Why has the healthcare reform battle disintegrated so rapidly? Certainly the seemingly endless barrage of right wing lies and downright insanity over the summer didn’t help. Neither did the White House’s lackadaisical approach to countering it. But at the end of the day, real reform–the public option, considered today by the Finance Committee–should have had the votes it needed to pass. Instead it failed by fifteen votes to eight, with five Democrats voting against it.
Four out of five major committees have delivered in one form or another what 65 percent of the American public wants: a government-run public health insurance option. President Obama supports a public option, the majority of medical profession does, and without it there is no way healthcare costs can be brought down in any significant way.
And yet our Democrat-controlled Congress can’t get its act together. Today, five Democratic senators rejected the most progressive version of the public option to emerge from the Senate Finance Committee, Sen. Jay Rockefeller’s amendment. Remember their names, because they should go down as traitors to what the Democratic party should stand for: Blanche Lincoln, Bill Nelson, Max Baucus, Kent Conrad and Tom Carper.
That’s right–we’re not talking about thirty to forty Democratic senators gumming up the works, we’re talking about a handful of woefully out-of-touch, heartless politicians who aren’t clever enough to realize the obvious political upshot of seeing healthcare reform succeed.
This group of senators is not only letting their constituents and the rest of the American people down–they’re also setting the stage for the failure of President Obama’s top domestic priority and most likely a reversal of fortune in the 2010 midterm elections.

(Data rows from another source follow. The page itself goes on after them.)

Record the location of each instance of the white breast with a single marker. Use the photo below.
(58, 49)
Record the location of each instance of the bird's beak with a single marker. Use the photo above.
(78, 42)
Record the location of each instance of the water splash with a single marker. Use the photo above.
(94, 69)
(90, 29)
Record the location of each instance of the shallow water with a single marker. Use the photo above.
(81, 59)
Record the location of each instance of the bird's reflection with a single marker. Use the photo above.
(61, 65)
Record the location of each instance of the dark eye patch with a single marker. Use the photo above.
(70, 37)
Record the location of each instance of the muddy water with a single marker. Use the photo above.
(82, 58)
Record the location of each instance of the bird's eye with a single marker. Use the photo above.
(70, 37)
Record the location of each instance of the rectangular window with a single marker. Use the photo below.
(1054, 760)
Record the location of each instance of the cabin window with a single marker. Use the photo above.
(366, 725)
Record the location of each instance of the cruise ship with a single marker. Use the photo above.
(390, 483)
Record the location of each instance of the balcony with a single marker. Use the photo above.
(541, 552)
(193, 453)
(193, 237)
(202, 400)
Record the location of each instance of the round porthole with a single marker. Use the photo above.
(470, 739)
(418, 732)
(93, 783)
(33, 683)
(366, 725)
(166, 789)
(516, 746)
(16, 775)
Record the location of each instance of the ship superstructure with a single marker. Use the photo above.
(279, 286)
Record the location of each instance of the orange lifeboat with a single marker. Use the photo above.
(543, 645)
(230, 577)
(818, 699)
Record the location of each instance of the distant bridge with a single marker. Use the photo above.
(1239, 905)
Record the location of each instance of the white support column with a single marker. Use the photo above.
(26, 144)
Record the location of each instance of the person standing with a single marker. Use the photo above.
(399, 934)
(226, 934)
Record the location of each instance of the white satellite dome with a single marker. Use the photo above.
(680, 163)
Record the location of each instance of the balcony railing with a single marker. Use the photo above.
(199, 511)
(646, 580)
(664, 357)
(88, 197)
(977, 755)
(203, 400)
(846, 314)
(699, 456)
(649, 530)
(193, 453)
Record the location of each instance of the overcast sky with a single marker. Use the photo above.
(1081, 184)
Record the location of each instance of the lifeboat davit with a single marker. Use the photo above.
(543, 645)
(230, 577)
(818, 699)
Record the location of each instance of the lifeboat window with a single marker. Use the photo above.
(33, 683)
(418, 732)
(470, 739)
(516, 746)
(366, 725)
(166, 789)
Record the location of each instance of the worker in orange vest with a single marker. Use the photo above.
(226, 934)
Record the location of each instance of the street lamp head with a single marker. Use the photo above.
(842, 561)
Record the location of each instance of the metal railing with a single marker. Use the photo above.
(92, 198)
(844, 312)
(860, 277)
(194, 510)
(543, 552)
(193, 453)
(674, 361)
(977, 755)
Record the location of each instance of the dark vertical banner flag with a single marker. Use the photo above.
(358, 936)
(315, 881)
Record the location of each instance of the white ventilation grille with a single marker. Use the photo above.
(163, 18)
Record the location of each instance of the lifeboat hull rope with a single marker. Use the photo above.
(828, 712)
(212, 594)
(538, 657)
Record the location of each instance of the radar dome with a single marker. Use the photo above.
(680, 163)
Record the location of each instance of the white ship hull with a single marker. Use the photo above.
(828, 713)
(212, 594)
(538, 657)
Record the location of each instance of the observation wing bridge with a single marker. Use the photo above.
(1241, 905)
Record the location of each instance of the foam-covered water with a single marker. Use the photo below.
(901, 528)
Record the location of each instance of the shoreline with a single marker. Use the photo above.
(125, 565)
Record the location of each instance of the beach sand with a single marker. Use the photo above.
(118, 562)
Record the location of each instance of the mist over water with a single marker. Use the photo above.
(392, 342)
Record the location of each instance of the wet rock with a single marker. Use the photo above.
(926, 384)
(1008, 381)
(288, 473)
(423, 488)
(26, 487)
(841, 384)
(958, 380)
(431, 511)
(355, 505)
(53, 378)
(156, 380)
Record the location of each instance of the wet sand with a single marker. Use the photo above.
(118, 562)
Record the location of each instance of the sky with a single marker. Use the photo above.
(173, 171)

What adviser has persuaded them to believe that by slowing down and/or neutering healthcare they will somehow burnish their reputation and improve their electoral position? Finance Committee Chair Max Baucus‘s name is now the equivalent of a cuss word in most Democratic households and with good reason.
It’s times like these that even the most patient progressives find themselves at loss for why they even bother to back the Democratic party. It’s no longer the lesser of two evils; in this case it’s the equal of the other evil. Certainly the debate is not over and this may not be the public option’s last stand–whatever ultimately emerges from the Finance Committee will have to reconciled with the other Senate bills, plus whatever emerges from the House, which Speaker Pelosi has insisted will include a public option. But this is a devastating blow to all of us who have been holding out hope that our elected officials could actually still do their jobs and make positive change happen for ordinary Americans.